Although the professional requirements for membership are designed to enhance provisional members’ psychotherapeutic skills, the process of attaining ordinary membership is not intended to provide a complete training in psychotherapy, since provisional members are expected to have had training and experience as psychotherapists before applying to join the Association.
Information for inquirers (PDF) may be obtained from the Association’s Executive Officer. The document sent out invites inquirers to consider whether joining the Association is something that best suits their interests and involvement in psychotherapy and is intended to provide a clear guide to help make that decision.
Those who wish to proceed may then request an application pack and complete the documentation which leads to an invitation to meet a panel of senior local members of the Association. This is an opportunity to discuss any questions that both parties may have and to engage in consideration of clinical work and experience.
After being accepted by the local panel, a provisional member is asked to under take (or continue) regular supervision with an ordinary member of the Association and perhaps ongoing personal psychotherapy to prepare for the requirements of ordinary membership. Provisional members are warmly encouraged to come to their local branch meetings, to get to know and be known by colleagues, and to benefit from the interest, support and learning opportunities provided there.

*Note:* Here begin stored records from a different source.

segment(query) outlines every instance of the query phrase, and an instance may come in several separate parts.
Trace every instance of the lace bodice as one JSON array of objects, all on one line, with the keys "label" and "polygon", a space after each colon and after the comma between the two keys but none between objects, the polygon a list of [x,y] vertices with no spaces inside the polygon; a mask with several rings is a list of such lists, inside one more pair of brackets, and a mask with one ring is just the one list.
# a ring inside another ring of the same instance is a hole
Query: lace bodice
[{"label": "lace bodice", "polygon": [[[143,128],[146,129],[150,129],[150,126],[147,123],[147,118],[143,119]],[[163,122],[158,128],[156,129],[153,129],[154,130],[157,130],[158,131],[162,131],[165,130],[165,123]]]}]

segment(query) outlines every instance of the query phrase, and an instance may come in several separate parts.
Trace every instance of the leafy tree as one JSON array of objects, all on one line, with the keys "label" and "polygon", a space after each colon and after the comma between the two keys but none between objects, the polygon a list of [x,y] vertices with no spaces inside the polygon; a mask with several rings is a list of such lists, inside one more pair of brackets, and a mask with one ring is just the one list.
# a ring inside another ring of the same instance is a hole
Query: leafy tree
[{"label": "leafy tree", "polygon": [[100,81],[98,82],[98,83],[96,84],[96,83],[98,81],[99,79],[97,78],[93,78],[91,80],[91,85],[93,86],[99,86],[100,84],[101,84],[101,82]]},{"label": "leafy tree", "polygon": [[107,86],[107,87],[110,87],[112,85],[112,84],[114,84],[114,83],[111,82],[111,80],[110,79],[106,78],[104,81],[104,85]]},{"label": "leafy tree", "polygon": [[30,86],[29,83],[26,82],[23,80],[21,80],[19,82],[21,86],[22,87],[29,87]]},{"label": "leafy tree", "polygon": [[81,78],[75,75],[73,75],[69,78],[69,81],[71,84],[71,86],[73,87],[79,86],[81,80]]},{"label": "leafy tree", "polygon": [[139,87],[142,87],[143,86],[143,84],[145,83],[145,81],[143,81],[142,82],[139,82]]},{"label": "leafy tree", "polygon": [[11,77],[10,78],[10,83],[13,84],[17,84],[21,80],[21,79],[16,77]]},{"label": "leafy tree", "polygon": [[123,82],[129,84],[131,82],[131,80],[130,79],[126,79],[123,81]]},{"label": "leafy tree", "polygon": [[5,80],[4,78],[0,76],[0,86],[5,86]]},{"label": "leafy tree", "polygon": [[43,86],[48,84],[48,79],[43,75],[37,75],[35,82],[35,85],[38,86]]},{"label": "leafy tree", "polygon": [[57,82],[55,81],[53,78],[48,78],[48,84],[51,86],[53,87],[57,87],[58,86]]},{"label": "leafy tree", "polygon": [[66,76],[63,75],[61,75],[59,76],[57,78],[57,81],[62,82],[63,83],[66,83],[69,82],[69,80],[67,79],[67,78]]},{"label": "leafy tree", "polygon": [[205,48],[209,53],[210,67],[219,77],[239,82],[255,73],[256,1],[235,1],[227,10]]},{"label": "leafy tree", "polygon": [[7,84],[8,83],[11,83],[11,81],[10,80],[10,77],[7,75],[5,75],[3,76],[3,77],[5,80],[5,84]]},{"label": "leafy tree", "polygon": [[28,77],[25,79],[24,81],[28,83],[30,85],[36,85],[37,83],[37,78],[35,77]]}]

The time needed to graduate from provisional membership to ordinary membership will depend on experience and qualifications. However, it is normally expected that a provisional member will complete the admission process within five years of becoming a provisional member. The process may be much shorter. For an extension of time beyond five years, the provisional member should, in consultation with the supervisor, make application to the Regional Supervisors’ Group, with an explanation of the situation. Such approvals are usually considered and made at local level.
There is no minimum time which must pass between becoming a provisional member and gaining ordinary membership of the Association. A provisional member will be guided by his or her supervisor about readiness to proceed.
It may be appropriate for a senior psychotherapist to undergo a modified assessment process. Such practitioners would usually have a recognised post-graduate qualification in psychotherapy and ten years' post-qualification clinical psychotherapy experience. Details of this process are published in the Orange Book. Irrespective of what concessions might be granted, a senior and experienced practitioner, like all provisional members, will be invited to attend an assessment interview as part of the process of achieving ordinary membership.